Welcome to Definition Monday, where we define and explain a common technology or security concept for the benefit of our less experienced readers. This week: Multifactor Authentication.
Authentication is a key security concept in today’s networked environments, but it’s one that is commonly both misunderstood and underappreciated.
For a long time now, the most common type of authentication on computer systems has been the password or passphrase (These terms are essentially interchangeable, though “passphrase” generally refers to a longer string of characters). Examples abound – logging into your email account, logging into your workstations, even logging into this blog to leave a comment; in each of these cases, you need to enter a username and a passphrase to verify your identity. The thought is that the username of your account might be common knowledge, but the passphrase should be a secret that is known only to the appropriate user, and so knowledge of the passphrase is de facto proof that the user requesting access is indeed the user who was issued the account.
(Tangential comment: As I often say when giving basic security lectures: passwords are not just a cruel joke perpetrated by the IT staff on unsuspecting users to make their lives more difficult. They are a means of authentication, a means of proving that you are indeed the legitimate owner of an account. The authentication leads to authorization, the assignment of proper access rights and controls to your login session, as well as accounting, the recording of your successful authentication and any particularly interesting things you do while logged in. Collectively, these are known as the AAA services and are provided by protocols like RADIUS.)

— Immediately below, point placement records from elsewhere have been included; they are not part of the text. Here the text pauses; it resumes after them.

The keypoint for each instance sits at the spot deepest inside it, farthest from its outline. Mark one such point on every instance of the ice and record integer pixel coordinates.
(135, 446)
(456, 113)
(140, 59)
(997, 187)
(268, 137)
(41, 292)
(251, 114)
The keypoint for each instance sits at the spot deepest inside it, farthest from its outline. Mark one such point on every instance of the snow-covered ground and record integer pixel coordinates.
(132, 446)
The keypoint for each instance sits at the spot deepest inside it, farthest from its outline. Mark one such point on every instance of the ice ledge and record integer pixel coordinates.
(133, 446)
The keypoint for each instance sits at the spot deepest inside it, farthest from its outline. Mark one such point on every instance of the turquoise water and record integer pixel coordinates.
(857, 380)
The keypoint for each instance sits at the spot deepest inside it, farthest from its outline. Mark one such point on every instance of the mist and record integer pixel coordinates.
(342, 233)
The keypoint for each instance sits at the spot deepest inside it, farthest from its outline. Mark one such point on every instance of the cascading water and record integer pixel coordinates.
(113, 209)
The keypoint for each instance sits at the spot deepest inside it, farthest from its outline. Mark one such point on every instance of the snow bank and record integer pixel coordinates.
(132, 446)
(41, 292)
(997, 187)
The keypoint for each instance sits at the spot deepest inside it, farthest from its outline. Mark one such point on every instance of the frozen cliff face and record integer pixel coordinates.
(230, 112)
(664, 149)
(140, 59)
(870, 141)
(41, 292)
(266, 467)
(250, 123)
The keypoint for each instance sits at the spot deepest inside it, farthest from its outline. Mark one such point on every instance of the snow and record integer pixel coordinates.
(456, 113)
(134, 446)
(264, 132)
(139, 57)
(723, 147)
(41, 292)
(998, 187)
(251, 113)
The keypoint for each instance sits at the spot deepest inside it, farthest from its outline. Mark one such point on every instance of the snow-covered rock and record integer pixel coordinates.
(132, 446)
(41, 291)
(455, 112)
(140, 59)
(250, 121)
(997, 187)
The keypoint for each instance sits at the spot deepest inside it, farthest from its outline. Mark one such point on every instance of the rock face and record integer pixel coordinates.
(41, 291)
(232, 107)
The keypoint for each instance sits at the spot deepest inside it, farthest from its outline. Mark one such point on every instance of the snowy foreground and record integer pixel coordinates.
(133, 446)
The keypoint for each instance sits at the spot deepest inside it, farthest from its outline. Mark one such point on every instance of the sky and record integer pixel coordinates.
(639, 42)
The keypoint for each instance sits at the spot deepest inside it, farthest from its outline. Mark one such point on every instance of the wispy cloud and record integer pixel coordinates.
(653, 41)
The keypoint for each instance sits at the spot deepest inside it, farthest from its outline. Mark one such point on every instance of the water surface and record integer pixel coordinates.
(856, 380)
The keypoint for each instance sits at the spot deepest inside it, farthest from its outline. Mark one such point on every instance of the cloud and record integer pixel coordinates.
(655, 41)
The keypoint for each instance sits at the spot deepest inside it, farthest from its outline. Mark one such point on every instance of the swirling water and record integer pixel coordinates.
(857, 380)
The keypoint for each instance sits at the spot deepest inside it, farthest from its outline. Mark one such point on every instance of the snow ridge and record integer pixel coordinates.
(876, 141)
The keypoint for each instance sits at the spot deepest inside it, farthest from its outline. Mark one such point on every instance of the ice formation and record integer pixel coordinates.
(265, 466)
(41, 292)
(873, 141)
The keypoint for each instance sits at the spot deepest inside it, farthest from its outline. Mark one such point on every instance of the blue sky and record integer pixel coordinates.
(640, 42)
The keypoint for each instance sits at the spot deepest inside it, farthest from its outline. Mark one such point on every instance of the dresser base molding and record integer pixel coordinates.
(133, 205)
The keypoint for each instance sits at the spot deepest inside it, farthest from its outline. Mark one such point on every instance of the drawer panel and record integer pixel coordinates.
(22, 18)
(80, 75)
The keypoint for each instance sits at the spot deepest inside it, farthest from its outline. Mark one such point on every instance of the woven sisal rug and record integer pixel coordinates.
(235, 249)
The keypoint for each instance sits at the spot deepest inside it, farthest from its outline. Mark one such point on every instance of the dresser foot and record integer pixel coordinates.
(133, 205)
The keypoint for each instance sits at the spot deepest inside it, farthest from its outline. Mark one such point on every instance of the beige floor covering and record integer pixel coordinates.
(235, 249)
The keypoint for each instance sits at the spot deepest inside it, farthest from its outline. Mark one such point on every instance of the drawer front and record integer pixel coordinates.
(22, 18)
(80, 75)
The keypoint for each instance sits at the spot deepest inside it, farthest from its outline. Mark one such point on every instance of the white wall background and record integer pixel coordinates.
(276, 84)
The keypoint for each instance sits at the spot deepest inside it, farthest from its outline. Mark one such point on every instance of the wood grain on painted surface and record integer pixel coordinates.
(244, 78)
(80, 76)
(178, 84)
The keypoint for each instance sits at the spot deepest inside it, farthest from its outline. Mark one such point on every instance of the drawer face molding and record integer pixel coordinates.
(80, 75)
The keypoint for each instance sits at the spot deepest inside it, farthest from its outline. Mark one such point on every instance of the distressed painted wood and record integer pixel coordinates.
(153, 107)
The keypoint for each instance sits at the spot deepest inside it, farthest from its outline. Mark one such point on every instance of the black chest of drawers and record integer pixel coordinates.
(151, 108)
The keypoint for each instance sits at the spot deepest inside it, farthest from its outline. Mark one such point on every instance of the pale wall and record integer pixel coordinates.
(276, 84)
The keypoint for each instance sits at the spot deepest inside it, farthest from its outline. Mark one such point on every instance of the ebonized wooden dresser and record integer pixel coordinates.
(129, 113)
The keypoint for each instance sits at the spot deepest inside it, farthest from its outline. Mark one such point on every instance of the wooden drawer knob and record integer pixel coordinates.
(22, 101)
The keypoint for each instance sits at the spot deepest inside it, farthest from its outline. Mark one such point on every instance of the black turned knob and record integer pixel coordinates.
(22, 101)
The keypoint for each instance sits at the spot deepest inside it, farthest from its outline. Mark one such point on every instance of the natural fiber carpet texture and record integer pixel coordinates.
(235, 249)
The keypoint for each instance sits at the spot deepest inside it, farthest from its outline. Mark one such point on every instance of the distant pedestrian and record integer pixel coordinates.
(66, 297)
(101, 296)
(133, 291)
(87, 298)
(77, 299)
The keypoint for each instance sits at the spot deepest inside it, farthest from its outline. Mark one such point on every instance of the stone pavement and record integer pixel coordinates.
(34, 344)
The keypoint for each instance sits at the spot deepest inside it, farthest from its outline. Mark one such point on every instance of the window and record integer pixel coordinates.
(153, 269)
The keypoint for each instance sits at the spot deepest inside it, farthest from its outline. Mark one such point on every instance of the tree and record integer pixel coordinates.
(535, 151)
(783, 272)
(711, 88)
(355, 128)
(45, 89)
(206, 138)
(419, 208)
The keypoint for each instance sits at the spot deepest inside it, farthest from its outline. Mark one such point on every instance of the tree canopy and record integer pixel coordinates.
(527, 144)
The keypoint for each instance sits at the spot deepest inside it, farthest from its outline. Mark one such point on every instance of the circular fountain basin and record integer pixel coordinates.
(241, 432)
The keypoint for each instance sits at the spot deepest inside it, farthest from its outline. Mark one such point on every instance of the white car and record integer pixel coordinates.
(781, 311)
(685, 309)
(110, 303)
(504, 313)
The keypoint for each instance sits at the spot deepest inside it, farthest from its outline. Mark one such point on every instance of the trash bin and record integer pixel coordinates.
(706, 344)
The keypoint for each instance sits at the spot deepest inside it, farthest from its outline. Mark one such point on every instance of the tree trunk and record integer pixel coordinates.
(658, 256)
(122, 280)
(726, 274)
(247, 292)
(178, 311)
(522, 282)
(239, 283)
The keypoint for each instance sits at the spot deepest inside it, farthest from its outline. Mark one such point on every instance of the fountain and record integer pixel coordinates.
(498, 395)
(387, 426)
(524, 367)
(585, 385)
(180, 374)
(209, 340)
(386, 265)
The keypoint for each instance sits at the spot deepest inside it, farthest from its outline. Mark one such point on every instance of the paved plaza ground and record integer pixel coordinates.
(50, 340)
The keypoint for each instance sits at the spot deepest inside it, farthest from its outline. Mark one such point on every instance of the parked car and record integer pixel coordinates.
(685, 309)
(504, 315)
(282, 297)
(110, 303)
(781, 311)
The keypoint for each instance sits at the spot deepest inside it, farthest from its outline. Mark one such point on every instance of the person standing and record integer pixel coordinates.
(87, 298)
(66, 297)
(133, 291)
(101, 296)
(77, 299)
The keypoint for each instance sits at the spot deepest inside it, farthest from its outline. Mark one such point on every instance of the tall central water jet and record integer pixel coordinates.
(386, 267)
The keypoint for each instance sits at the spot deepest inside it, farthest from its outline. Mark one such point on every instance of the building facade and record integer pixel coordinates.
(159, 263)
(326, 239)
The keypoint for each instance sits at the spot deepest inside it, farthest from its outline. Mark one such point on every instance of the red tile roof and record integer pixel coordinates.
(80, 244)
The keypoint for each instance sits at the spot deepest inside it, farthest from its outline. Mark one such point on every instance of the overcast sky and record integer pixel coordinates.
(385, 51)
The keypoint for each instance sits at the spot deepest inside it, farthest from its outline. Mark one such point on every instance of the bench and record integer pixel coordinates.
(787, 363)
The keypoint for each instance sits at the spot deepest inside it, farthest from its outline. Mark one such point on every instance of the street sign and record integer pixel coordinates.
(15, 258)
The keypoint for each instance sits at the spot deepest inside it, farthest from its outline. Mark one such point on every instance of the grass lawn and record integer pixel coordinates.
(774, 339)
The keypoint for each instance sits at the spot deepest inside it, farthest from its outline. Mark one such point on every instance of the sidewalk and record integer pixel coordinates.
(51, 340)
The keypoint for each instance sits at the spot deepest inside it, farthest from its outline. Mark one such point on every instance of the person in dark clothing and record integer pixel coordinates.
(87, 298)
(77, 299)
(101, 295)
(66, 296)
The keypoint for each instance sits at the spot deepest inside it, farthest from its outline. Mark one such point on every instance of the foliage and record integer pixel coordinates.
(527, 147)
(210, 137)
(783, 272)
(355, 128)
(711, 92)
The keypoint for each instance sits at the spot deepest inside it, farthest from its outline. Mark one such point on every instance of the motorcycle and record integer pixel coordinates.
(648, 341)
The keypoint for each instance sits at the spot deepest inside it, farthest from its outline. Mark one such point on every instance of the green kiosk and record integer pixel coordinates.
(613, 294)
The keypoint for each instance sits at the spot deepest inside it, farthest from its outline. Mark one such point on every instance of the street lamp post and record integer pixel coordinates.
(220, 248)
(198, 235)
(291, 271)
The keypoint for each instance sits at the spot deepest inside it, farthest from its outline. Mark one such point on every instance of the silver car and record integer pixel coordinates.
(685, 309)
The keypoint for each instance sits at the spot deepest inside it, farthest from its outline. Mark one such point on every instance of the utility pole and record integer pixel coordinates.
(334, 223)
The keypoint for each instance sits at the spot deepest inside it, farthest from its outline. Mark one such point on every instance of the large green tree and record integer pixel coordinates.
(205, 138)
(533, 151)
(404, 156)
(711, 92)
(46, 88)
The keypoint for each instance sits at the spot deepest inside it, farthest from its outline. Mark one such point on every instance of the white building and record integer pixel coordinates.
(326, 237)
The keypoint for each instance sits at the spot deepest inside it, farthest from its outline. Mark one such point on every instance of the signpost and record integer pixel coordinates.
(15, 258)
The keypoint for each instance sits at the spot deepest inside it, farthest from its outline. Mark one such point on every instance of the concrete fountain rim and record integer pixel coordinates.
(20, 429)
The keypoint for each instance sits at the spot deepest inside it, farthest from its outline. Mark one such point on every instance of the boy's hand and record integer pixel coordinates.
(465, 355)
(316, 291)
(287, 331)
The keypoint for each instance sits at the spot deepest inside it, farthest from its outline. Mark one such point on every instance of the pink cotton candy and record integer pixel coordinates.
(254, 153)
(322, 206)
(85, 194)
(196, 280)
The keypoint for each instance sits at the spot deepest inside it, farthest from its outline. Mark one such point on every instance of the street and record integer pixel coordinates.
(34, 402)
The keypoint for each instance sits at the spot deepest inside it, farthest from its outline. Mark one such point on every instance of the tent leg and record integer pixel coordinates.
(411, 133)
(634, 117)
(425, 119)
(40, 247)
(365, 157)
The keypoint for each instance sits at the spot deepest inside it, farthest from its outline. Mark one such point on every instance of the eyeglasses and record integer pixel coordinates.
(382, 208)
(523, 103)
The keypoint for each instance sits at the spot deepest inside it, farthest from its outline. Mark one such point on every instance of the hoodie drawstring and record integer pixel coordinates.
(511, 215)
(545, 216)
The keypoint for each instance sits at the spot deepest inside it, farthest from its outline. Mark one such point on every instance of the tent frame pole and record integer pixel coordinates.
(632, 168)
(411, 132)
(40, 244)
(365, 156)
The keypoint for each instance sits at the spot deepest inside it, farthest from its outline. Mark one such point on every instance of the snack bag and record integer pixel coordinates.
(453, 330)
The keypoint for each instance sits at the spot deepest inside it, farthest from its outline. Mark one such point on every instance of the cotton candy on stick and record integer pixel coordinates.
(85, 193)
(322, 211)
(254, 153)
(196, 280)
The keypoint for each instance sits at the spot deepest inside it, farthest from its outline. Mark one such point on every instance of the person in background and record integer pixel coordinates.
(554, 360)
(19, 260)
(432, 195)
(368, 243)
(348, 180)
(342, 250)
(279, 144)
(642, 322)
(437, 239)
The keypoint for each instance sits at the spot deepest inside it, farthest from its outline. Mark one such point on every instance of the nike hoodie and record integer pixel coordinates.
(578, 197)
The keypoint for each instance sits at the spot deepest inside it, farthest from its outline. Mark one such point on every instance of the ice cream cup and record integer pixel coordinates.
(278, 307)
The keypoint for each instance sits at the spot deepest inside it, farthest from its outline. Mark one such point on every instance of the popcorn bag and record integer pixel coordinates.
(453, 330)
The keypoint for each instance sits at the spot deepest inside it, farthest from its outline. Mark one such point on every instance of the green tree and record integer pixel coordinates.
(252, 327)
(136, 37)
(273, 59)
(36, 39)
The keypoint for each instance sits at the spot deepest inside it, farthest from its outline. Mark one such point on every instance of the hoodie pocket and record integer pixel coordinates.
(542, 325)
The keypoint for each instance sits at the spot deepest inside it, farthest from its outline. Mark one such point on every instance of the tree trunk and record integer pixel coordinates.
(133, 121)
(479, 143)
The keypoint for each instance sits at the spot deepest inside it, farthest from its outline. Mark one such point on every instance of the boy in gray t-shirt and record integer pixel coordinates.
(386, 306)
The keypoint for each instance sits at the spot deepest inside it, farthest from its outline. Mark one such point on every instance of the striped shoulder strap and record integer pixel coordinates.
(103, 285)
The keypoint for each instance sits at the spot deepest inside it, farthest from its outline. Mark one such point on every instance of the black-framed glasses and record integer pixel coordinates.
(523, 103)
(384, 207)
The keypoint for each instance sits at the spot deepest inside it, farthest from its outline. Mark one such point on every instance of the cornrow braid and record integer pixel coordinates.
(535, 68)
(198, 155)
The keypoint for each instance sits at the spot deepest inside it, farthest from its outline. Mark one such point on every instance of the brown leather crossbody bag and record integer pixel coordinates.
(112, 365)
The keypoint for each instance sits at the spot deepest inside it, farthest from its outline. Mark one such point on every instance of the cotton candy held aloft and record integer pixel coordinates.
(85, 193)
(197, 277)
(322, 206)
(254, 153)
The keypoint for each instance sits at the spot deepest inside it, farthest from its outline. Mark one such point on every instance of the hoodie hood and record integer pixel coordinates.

These days, though, passphrases are no longer adequately secure for some environments. They can be compromised through brute force attacks, if poorly chosen. They can be harvested from plaintext database records if a web site is poorly engineered. They can be entered by users into a phishing web site, or on a computer running a keylogging daemon. Knowledge of a passphrase is no longer an ironclad proof of identity; we need something more.
In order to mitigate this, then, some services are beginning to use multifactor authentication, requiring more than just a single passphrase to allow authentication. These additional factors can be grouped into one of three categories:
The simplest factor, the passphrase, is an example of “Something You Know”. That is, the secret that the user is able to enter into the computer system is a partial proof of identity.
Another factor, “Something You Have”, refers to an object that is in the possession of the user attempting to log in. Something like an RSA SecureID, for example, would count as “Something You Have”. The numbers that the SecureID generates cannot be replayed and cannot be predicted. Being able to enter the numbers into the login window is undeniable proof that the user possesses the device.
The final factor, “Something You Are”, is also known as biometrics. This encompasses fingerprint readers, retinal scanners, voiceprints, and other mechanisms that use part of the user’s anatomy as an authentication token.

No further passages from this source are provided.